1.1 Ensino da literatura
No que diz respeito ao ensino de literatura, também podemos afirmar que os séculos XIX e XX testemunharam um modelo de ensino de literatura que era – e, de certa maneira, permanece até hoje – baseado na transmissão de dados em uma perspectiva diacrônica da literatura, como se esta fosse, talvez, mais uma mercadoria.
Assim, esse ensino tradicional da literatura no EM ainda tem mantido sua vigência até os dias atuais, com ênfase nas aulas expositivas, na abordagem cronológica do fato literário, com base em panoramas históricos e nas características estilísticas das diferentes épocas, sem atingir a leitura de textos literários. Observe que esse modelo de ensino tem como escopo exclusivo uma leitura fragmentada dos autores considerados canônicos, que servem de exemplo para uma determinada escola ou estilo, o que não desperta o interesse dos alunos e, contemporaneamente, pouco se coaduna aos propósitos constantes na BNCC.

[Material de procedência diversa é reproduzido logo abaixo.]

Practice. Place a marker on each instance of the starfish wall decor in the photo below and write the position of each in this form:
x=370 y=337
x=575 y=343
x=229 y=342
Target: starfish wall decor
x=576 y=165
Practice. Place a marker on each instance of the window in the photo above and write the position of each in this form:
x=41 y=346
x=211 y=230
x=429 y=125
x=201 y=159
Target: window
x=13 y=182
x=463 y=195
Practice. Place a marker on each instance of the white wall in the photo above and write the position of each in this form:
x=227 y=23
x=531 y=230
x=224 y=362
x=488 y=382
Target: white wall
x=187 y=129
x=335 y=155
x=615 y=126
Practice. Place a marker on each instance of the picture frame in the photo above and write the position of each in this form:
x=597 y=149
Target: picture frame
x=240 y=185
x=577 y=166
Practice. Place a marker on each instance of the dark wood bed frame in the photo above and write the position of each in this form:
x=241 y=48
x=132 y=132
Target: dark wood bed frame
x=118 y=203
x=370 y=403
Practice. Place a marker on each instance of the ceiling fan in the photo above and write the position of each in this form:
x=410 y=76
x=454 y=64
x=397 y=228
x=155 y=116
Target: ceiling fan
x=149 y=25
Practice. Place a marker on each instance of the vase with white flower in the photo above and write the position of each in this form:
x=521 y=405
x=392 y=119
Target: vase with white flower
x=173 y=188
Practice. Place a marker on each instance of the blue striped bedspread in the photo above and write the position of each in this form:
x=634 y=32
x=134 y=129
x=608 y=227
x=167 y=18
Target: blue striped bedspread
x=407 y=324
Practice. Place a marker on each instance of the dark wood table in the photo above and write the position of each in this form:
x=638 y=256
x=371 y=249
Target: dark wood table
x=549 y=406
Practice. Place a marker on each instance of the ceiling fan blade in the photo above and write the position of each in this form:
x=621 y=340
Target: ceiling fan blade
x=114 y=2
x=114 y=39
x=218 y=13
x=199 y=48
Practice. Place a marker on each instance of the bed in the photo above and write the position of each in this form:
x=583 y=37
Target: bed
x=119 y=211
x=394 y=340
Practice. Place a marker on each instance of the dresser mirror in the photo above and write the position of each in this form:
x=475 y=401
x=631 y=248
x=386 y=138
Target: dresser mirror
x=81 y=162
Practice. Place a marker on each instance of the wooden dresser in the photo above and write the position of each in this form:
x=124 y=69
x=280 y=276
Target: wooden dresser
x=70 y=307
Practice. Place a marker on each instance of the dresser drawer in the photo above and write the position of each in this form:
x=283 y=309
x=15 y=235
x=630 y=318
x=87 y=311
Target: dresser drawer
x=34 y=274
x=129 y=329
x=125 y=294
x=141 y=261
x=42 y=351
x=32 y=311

Aliás, há um crescente desinteresse dos alunos pela literatura. E, talvez, isso se deva ao fato de que esse modelo de ensino não observa a literatura como instrumento de cultura, mas como objeto de conhecimento positivo, material, mensurável. Nesse sentido, a literatura perdeu seu lugar central como produtora social de sentidos, como representação cultural do mundo da experiência, como via privilegiada de acesso à história da cultura e da humanidade. Além disso, veja que muitos dos professores não buscam o dinamismo e a motivação necessários para atingir o gosto dos alunos contemporâneos que estão imersos na sociedade pós-industrial, virtual e globalizada. Por outro lado, a emergência do discurso tecnológico eclipsou o lugar de prestígio que em outros tempos ocupavam as humanidades.
Assim, podemos pensar na possibilidade de substituir o ensino de literatura, tal como se conhece, por algo que eu chamaria de uma educação literária; algo que leve em conta a leitura de textos literários e o aprendizado da interpretação dos textos. Uma educação literária que se baseie na competência leitora, na construção de significados, na percepção do objeto linguístico-literário e que conduza o aluno ao acesso polissêmico à diversidade social, cultural e linguística que a literatura promove.
1.2 Educação literária
Em primeiro lugar, considere que uma educação literária, conforme previsto na BNCC, deve contribuir para a aquisição das habilidades de acesso à competência leitora e à linguagem escrita e, igualmente, à formação da pessoa, à vivência da capacidade simbólica da linguagem e à possibilidade de construção de sociabilidade. Nesse sentido, você deve tomar a literatura em sua possível articulação com a educação cidadã. Mas será que a atividade de leitura permite forjar essa capacidade de compreender a diversidade em relação aos espaços e tempos muitas vezes indeterminados dos textos? Sim, claro. Aliás, a literatura cria acesso a experiências, mundos, realidades que não podem ser alcançadas pela experiência pessoal, como, por exemplo, o contato com o passado remoto. Além disso, ela apresenta o mundo, as diferentes manifestações da cultura, a vida, a multiplicidade de sociedades existentes estimulando, portanto, o pensamento crítico.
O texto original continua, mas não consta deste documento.